“Is this your first time here?” asked Deb King, eying the stack of pastry boxes in my arms. “I can always tell.”
I couldn’t tell her, of course, that part of my job as a critic involves anonymously ordering vast quantities of food. But even if I didn’t have to sample most of the store, it would have been hard to hold back. The counter held rows of glossy croissants, stacks of fat bagels, slice upon slice of elegantly decorated pies. Homemade Snickers, for goodness sakes. And King isn’t just relying on looks. At Deb’s Artisan Bakehouse, you get the whole package.
It started just over a year ago, in March of 2018, when King opened the small storefront just off Main Street. She had spent the last 16 years at home raising her kids, a worthwhile occupation that nevertheless left her “without a very impressive resume,” she said. She spent some time at jobs that didn’t particularly suit her, then started baking at home to pursue a passion that did. And when King baked, she really baked. Not just cookies or cupcakes, but more the finicky stuff — bagels, for example, and finely laminated croissants.
“That’s our specialty,” King said. “It takes three days to make a proper one.”
That limits the bakery’s operating hours, but yields treats that are worth a drive from anywhere in Frederick County. I laughed out loud when I took my first bite of a white chocolate twice-baked, an extra-large croissant with an extra crunchy exterior from two rounds in the oven. That’s how good it was. The lacquered crust was coated in white chocolate; the finely layered interior was stuffed with raspberry preserves. With its glossy coating, it looked like a pastry that would be served at a tea party in Wonderland. And it had the taste to match, accented by slivered almonds sprinkled on top.
I could almost write a thesis on the sweets at Deb’s, an exercise in skilled moderation. Of the half-dozen or so I tried, all managed to highlight the flavors of their ingredients without veering into saccharine territory. A surprise favorite was a mango danish the size of a dessert plate, the buttery pastry folded in a circle and topped with brown sugar streusel. Under a less skilled baker, I could see the sticky treat becoming cloying. But at Deb’s, it was artfully composed, with crisp layers and a tropical compote highlighted by the molasses-y topping.
Of course, there are more traditional flavors: rum and raisin in a brick of bread pudding that could double as the foundation stone for a Roman coliseum; an apple-Gouda turnover with tender fruit and a smoky layer of cheese; a crunchy bear claw with cinnamon sugar and delicate almond paste. But the shop shines most, I think, when it’s offering the unexpected. Take the weekly slate of “cruffins,” laminated pastries shaped in a muffin tin.
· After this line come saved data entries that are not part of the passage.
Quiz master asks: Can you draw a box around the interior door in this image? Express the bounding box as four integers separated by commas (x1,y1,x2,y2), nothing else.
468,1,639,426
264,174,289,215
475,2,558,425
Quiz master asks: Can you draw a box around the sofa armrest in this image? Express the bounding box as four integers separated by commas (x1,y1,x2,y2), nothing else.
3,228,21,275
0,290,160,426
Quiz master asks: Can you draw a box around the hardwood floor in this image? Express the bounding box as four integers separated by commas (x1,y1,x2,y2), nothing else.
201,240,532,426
Each one is roughly the size of two balled fists, and each is a venue for King’s creativity.
On the week I visited, the bakery was offering Cinco de Mayo flavors like horchata and dulce de leche. My preference was for the horchata, coated with cinnamon sugar and stuffed with a nutmeg-scented pastry cream. But my real favorite was the third choice, a thoroughly American Boston cream pie cruffin. Coated with bittersweet chocolate and filled with a hefty squeeze of vanilla custard, the pastry — rolled in grainy sugar — sent a shiver of pleasure down the back of my neck.
If King wants to emphasize one thing, it’s the name of the store — a bakehouse opposed to a traditional bakeshop. She says the difference lies in her offerings, which include savory treats just as much as sweet. On the morning I visited, she walked out of the kitchen to slice up a huevos rancheros hand pie, offering samples to a group of waiting customers. It might be a “Let’s Call the Whole Thing Off”-level distinction, but I can understand why King wants to highlight her savory pastries. Like everything else in the store, they’re delicious. The hand pie packed black beans and avocado alongside creamy baked egg and a zesty tomato sauce. Other days, King might pair blue cheese with bacon or caramelized onions with roasted dates. The flavors rotate, but the quality never does.
There’s also the crab “pretzel” — croissant dough twisted and topped with an ultra-creamy dip. I’m not going to lie: I ate so much of it that I felt kind of sick. It’s a rich, rich treat, and not just because it’s one of the pricier options on the menu. Pairing buttery pastry with dairy-rich crab dip is a flavor wombo combo, but it’s also an exercise in self-control. The snack gets an extra dose of flavor from a healthy dash of Old Bay mixed into the dip.
It’s easy to go on and on about Deb’s. The shop offers some of the best bagels I’ve had in Maryland — light and airy with a distinct yeastiness and great chew. I’d go back for the key lime pie alone, a heavenly slice of citrus custard with an impeccably crisp graham cracker crust. Luckily, though, no one needs me to go on and on. I’ve talked about the shop. It’s there. It’s open. And it’s worth a return visit. After a year in business, Deb’s already has the bonhomie of a long-time neighborhood favorite. King knows many of her customers by name. On the morning I visited, one woman bought a dozen cookies to ship to her daughter stationed in Iraq. It’s a testament, I think, to the store’s wide-ranging appeal.